When I was in my 20s, watching "Sex and the City," I saw the Samantha Jones character as a sexual role model -- thinking I could have love-'em-and-leave-'em sex like her. However, even when I only wanted sex, I always had a sense of loss when one-nighters didn't evolve into something more. I reflected on this while reading your recent column about how women often wake up after casual sex wanting more from a guy -- even a guy they don't want. But I personally know two women who prefer casual sex. They have it often and don't get attached. Why can they do this?
--Not Teflon
There are those women who, in bringing some himbo home for a hookup, really go that extra mile -- taking a lot of turns on the way so he'll never again find his way back to their apartment.
So, no, "Sex and the City's" Samantha isn't a completely fictional character in how, after sex, she brushes men off herself like large, penis-equipped crumbs. However, in that column you mention, I referenced research from anthropologist John Marshall Townsend, who discovered that Samantha's post-sex detachment is pretty atypical -- that many women who intend to use and lose a guy often find themselves going all clingypants the next morning.

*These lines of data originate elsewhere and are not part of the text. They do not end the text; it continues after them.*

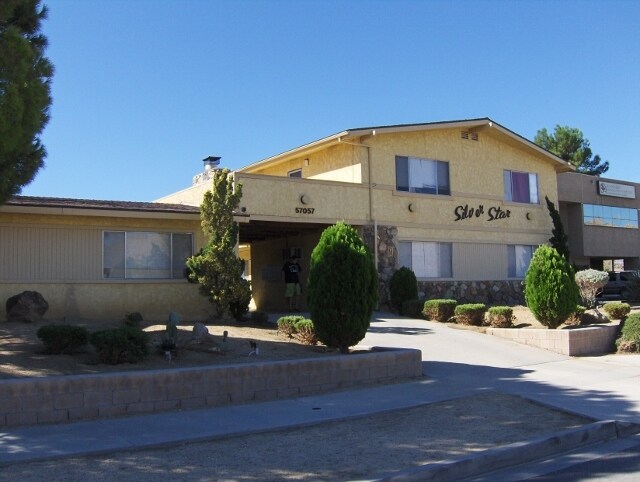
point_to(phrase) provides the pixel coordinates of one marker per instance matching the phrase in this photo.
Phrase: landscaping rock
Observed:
(200, 331)
(28, 306)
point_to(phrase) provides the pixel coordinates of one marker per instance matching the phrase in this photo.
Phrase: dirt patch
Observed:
(21, 352)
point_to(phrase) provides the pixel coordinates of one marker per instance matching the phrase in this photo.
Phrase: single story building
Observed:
(459, 202)
(98, 260)
(600, 217)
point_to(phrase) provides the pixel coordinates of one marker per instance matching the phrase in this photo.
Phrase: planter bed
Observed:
(588, 340)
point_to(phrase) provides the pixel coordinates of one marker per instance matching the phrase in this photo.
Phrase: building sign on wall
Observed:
(468, 212)
(616, 190)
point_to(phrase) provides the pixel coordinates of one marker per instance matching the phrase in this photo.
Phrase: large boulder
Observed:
(28, 306)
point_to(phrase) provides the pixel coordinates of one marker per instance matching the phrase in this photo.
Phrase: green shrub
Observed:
(412, 308)
(287, 324)
(629, 340)
(551, 292)
(402, 286)
(590, 283)
(120, 345)
(617, 310)
(63, 339)
(342, 287)
(258, 316)
(500, 316)
(305, 332)
(439, 310)
(470, 314)
(133, 319)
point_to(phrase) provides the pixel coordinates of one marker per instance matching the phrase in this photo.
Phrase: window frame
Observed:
(403, 169)
(610, 216)
(126, 275)
(533, 187)
(444, 255)
(512, 255)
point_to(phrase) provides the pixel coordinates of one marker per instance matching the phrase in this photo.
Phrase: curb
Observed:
(516, 453)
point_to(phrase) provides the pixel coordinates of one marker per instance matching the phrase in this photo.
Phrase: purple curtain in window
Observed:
(520, 187)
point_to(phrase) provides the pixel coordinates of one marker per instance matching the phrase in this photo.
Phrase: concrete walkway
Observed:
(457, 363)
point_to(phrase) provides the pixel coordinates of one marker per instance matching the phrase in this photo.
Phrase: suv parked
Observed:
(619, 285)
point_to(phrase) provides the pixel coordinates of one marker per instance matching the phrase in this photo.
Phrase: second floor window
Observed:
(521, 187)
(425, 176)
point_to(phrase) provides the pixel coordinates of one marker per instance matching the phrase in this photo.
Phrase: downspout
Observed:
(372, 220)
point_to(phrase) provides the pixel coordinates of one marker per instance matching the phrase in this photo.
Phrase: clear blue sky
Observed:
(145, 89)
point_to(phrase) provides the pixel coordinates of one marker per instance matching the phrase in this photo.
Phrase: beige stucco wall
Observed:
(341, 162)
(280, 198)
(96, 301)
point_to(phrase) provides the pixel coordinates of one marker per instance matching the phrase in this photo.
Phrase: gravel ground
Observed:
(347, 450)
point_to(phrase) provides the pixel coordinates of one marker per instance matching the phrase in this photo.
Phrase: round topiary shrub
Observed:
(551, 292)
(403, 286)
(617, 310)
(629, 340)
(63, 339)
(439, 310)
(342, 287)
(500, 316)
(471, 314)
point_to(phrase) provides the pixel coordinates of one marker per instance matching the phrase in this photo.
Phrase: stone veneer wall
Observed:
(485, 291)
(58, 399)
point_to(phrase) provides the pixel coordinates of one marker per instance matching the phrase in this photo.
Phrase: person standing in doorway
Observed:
(291, 274)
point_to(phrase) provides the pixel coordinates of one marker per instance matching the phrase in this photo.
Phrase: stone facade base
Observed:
(591, 340)
(59, 399)
(507, 293)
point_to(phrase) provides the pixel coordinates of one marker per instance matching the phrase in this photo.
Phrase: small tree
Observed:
(551, 292)
(559, 240)
(217, 268)
(342, 287)
(25, 77)
(590, 283)
(403, 286)
(568, 143)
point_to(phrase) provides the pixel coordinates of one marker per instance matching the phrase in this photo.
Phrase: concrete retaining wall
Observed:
(30, 401)
(590, 340)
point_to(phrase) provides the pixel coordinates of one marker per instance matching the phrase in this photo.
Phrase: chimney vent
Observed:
(211, 162)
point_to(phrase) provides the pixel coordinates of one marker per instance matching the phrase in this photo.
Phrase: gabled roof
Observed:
(472, 124)
(52, 202)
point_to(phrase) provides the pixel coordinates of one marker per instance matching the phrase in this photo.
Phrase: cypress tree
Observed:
(551, 292)
(217, 268)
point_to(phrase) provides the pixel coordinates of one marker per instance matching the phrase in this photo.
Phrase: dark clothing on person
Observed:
(291, 270)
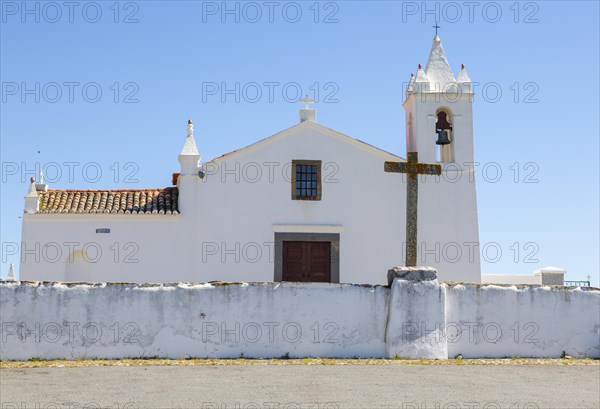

Understanding what allows the Samantha type to escape this takes separating the women who have casual sex from those who feel okay about it afterward.
Women have casual sex for various reasons. For some, it seems the feminist thing to do -- to prove they can do anything a man can do, whether it's working on an oil rig or dragging home strangers for a little nail-and-bail. Townsend notes that women hook up because they aren't ready for a relationship, because they're trying to punch up their sex skills, or -- as with rock groupies -- to get some small piece of a guy they know is out of their league. Other women see hookups as the "free candy!" they can use to lure some unsuspecting man into the relationship van.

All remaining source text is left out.